Tie Stereotypes

The Club Stripe


The Club Stripe man wakes up far earlier than he needs to. By 8.00am, he is wandering down the road, in a brass buttoned blazer, grey flannel trousers, white shirt and club stripe tie, to fetch his milk, bread and eggs from the local Marks & Spencer. There is a corner shop nearer to his flat, which neighbours use frequently, but the Club Stripe man insists on the quality of M&S; his wife having passed away, leaving him with only a cosy abode and a couple of moggies to care for, means the pennies can be spent rather merrily. He is visited occasionally by a daughter who insists on upsetting the order of his laundry but whose society he tolerates for their bi-annual visits to National Trust properties, followed by lunches at smart coaching inns – to which he always wears his beloved burgundy and navy stripe.

The ‘Design’ Tie


The Design Tie man has just received a promotion. The public relations company he slavishly works for have acknowledged his intolerable but effective micromanaging skills and he has acknowledged their acknowledgment by purchasing six ‘design’ ties. He wears them rather poorly as he is woefully out of practice, but now that he is in a position of higher office the tie, though absurdly antiquated in his opinion, is a badge that demands respect in the workplace.
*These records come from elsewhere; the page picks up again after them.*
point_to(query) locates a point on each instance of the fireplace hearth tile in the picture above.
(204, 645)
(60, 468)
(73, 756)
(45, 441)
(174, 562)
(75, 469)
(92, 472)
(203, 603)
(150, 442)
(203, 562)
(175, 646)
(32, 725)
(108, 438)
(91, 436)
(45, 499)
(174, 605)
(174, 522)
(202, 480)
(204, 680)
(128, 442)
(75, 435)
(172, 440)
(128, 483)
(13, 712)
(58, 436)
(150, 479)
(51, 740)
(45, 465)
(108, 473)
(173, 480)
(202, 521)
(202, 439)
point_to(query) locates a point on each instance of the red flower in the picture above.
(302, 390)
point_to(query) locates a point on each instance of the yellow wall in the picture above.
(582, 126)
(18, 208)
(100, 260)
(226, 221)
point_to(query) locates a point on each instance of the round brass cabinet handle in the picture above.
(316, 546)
He scoffs at the dull, corporate ties worn by the old, lionish owners of the company and revels in his peculiar taste by selecting some very outré rainbow neckwear; “Wow” a new junior executive exclaims naively “funky tie!” The Design Tie man smiles diffidently, returns to his desk and promptly sends the new starter 8 hours of proofreading.

The Hermes Tie


The Hermes Tie man misses France. He likes London, even “aimes” London sometimes, but the pleasures of his mother country are a long way from South Kensington. A successful lawyer, he spends his time collecting Charvet shirts, John Lobb shoes and Hermes ties, which he wears with some very ordinary, but exquisitely tailored, blue and grey suits. He spends his time indulging in foie gras at Le Gavroche and glasses of champagne at The Blue Bar of the Berkeley Hotel, a short walk from his elegant apartment. His mother lives in the Loire Valley, in grand but somewhat economical style, and he visits her each summer with his Parisian wife of whom his mother disapproves; “Parisians” she noted, strolling through her chateau’s enormous gardens “believe they are so grand.” He recently helped his mother host a garden party for Loire notables and wore a blue shirt, navy suit and his favourite ‘Leaping Rabbits’ tie in signature Hermes orange.

The Woollen Tie


The Woollen Tie man looks at his watch and bulges his lower lip in genuine surprise. His client, a wealthy Ukrainian, is late for an appointment at a former client’s property; an enormous townhouse in Mayfair with a winter garden and a lap pool. He busies himself by perfecting his appearance in an Art Deco mirror which cost his client £20,000; he straightens his olive-green woollen tie (“Silk” he opines “is vulgar”), smoothes his cashmere blazer and de-scuffs his oxblood Oxfords. His appearance is considered in texture and tone, just like his award-winning interiors; he keeps his clothes in an enormous walk-in closet with red lacquered doors. He prefers to use the same earth tones in his neckwear as he uses for the drapery in his modern-luxe, chrome-edged interiors. Just as he is climbing into his Audi R8, he receives a tap on the shoulder and turns to face his grinning and preposterously tardy client, dressed in a Gucci suit, pointy shoes and a garish silk tie. “Eww” he whispers to himself as they turn towards the house “how vulgar!”